Drivers and other road users are likely to experience improved safety because the bill prohibits misleading marketing of partially automated driving systems, reducing driver overtrust and clarifying driver responsibilities.
Vehicle buyers and lessees get standardized, plain‑language pre‑purchase disclosures and short summaries (including system capabilities and limits, operational design domain, and likely costs), making it easier to compare systems and avoid surprise fees.
Owners, lessees, and drivers receive advance notice of software updates that materially change driving tasks, giving them the chance to accept, delay, or seek more information before changes affect vehicle behavior.
Vehicle purchasers and lessees may face higher vehicle prices or new fees if manufacturers pass compliance costs (labeling, disclosures, legal exposure) on to consumers.
The required notices, labels, and disclosures may have limited real‑world safety benefit if drivers ignore or misunderstand them, meaning promised reductions in misuse and overtrust may not materialize for many drivers.
Increased enforcement and litigation risk could raise manufacturers' legal costs and incentivize firms to limit features or exit some offerings, potentially reducing consumer choice and innovation.
Based on analysis of 2 sections of legislative text.
Prohibits misleading claims about partially automated driving systems and requires clear notices to dealers and buyers about system features, limits, and driver duties.
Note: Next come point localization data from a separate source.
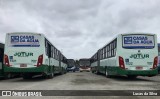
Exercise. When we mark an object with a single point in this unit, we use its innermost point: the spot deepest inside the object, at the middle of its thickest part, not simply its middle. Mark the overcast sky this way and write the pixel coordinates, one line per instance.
(79, 27)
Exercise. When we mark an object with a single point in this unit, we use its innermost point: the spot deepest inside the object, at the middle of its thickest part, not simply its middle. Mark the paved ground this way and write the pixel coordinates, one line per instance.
(82, 81)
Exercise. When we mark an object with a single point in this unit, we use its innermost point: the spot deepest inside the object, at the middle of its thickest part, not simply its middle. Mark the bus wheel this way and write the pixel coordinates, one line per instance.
(107, 75)
(8, 76)
(97, 72)
(27, 76)
(51, 75)
(132, 76)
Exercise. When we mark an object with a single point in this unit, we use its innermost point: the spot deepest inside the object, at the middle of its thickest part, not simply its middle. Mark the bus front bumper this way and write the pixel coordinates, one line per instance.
(120, 71)
(42, 68)
(152, 72)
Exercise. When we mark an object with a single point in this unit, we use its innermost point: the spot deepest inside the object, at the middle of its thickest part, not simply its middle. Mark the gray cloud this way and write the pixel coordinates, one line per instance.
(79, 27)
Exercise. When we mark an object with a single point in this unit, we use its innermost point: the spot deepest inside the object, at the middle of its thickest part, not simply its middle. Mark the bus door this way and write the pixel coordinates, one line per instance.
(1, 60)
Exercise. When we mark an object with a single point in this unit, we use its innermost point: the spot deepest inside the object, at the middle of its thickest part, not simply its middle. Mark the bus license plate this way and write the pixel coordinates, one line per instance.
(23, 65)
(139, 68)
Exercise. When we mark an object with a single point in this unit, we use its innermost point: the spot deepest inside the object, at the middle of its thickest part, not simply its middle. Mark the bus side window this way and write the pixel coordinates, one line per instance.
(1, 55)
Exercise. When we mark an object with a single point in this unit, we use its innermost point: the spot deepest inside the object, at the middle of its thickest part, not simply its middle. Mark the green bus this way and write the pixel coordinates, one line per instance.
(32, 54)
(132, 54)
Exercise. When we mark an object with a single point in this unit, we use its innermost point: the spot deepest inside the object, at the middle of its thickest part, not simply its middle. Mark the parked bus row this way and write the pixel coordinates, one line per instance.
(127, 54)
(30, 54)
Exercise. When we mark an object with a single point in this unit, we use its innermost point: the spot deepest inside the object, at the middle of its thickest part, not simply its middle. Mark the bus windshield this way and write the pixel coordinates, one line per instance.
(85, 63)
(24, 40)
(138, 41)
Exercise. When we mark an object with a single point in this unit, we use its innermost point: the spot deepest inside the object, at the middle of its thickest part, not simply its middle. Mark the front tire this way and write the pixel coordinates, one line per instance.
(107, 75)
(51, 75)
(27, 76)
(132, 76)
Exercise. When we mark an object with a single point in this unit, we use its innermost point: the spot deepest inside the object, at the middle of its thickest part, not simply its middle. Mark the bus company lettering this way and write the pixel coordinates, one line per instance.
(23, 54)
(24, 39)
(138, 40)
(139, 56)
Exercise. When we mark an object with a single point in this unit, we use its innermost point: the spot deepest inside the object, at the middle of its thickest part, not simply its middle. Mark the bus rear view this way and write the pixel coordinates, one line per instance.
(138, 55)
(23, 53)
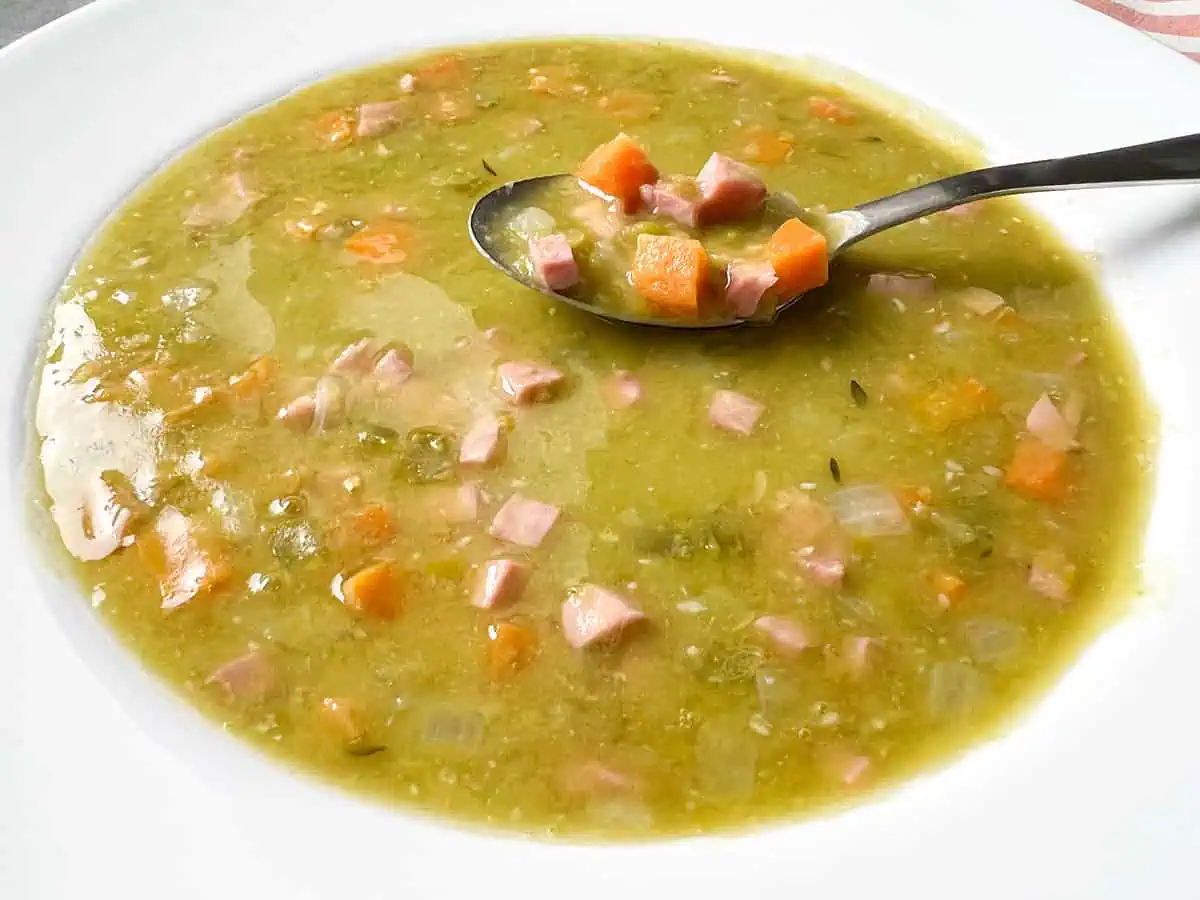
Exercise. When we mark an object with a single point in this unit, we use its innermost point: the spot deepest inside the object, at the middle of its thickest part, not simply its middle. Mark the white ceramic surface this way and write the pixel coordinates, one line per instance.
(112, 787)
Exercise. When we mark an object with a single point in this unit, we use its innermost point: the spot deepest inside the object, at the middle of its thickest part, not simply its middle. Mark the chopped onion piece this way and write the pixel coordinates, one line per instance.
(869, 511)
(1050, 426)
(981, 301)
(533, 222)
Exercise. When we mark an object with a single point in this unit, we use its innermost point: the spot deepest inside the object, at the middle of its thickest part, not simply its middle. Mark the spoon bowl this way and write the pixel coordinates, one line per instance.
(1158, 162)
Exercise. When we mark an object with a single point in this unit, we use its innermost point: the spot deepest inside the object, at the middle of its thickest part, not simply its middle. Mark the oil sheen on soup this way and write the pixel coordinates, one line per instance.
(397, 519)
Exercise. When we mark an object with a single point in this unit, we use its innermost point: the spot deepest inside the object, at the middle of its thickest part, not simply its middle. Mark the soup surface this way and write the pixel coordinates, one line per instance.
(395, 516)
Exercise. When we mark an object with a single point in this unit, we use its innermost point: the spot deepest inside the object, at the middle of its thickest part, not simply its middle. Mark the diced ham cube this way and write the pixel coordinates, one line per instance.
(1050, 426)
(501, 583)
(664, 198)
(735, 412)
(553, 262)
(484, 442)
(592, 777)
(1051, 575)
(621, 390)
(823, 569)
(747, 282)
(234, 198)
(847, 768)
(299, 413)
(249, 678)
(787, 636)
(856, 654)
(394, 367)
(593, 613)
(376, 119)
(355, 359)
(729, 190)
(523, 521)
(525, 383)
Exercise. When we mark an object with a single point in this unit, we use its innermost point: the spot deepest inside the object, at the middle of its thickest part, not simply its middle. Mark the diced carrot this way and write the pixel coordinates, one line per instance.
(185, 565)
(510, 648)
(629, 106)
(949, 587)
(912, 497)
(1037, 471)
(448, 71)
(382, 243)
(335, 129)
(954, 405)
(799, 256)
(257, 377)
(555, 81)
(342, 718)
(765, 145)
(373, 525)
(372, 592)
(832, 111)
(670, 273)
(619, 168)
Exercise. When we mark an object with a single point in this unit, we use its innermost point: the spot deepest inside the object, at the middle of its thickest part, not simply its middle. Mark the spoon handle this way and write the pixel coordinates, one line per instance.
(1163, 161)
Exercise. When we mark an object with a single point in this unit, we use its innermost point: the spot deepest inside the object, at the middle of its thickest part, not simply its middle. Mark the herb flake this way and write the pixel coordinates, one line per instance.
(835, 469)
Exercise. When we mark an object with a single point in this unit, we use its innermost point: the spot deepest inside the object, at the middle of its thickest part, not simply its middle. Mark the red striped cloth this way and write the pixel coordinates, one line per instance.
(1175, 23)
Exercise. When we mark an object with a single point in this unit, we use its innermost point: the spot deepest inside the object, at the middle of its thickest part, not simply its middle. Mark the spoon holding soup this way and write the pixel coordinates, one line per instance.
(719, 250)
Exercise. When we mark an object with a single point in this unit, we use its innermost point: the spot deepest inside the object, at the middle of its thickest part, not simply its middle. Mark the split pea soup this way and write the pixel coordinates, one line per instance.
(402, 522)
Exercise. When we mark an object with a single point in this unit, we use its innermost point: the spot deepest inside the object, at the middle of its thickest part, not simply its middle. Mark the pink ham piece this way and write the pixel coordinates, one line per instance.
(786, 635)
(377, 119)
(592, 777)
(621, 390)
(501, 583)
(808, 532)
(553, 262)
(355, 359)
(822, 569)
(1054, 429)
(526, 383)
(735, 412)
(665, 198)
(729, 190)
(593, 613)
(299, 413)
(249, 678)
(853, 658)
(1051, 575)
(905, 287)
(745, 283)
(845, 767)
(233, 201)
(484, 442)
(394, 367)
(523, 521)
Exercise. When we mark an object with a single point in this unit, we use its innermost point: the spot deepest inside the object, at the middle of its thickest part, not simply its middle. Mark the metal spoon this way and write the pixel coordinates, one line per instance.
(1163, 161)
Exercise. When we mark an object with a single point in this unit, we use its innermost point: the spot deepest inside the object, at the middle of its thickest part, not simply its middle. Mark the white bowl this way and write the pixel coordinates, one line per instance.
(111, 786)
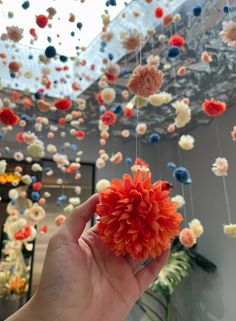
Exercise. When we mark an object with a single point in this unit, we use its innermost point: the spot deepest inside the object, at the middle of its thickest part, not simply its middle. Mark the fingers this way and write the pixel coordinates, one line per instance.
(135, 264)
(76, 222)
(147, 275)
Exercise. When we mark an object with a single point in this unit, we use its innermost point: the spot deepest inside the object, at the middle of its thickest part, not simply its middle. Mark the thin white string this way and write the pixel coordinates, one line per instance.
(137, 114)
(191, 200)
(230, 16)
(182, 190)
(224, 180)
Introduced February 4, 2026 by Kim Schrier · Last progress February 4, 2026
Requires vehicle makers to stop advertising partially automated driving systems as fully automated or overstating their capabilities, and to give clear, prominent notices to dealers and buyers describing what the system can and cannot do and what the driver must do. Gives the National Highway Traffic Safety Administration (NHTSA) authority to enforce these requirements and sets short timelines for compliance, including a 180-day ban on misleading claims and two-year deadlines for sales and software-update notice rules.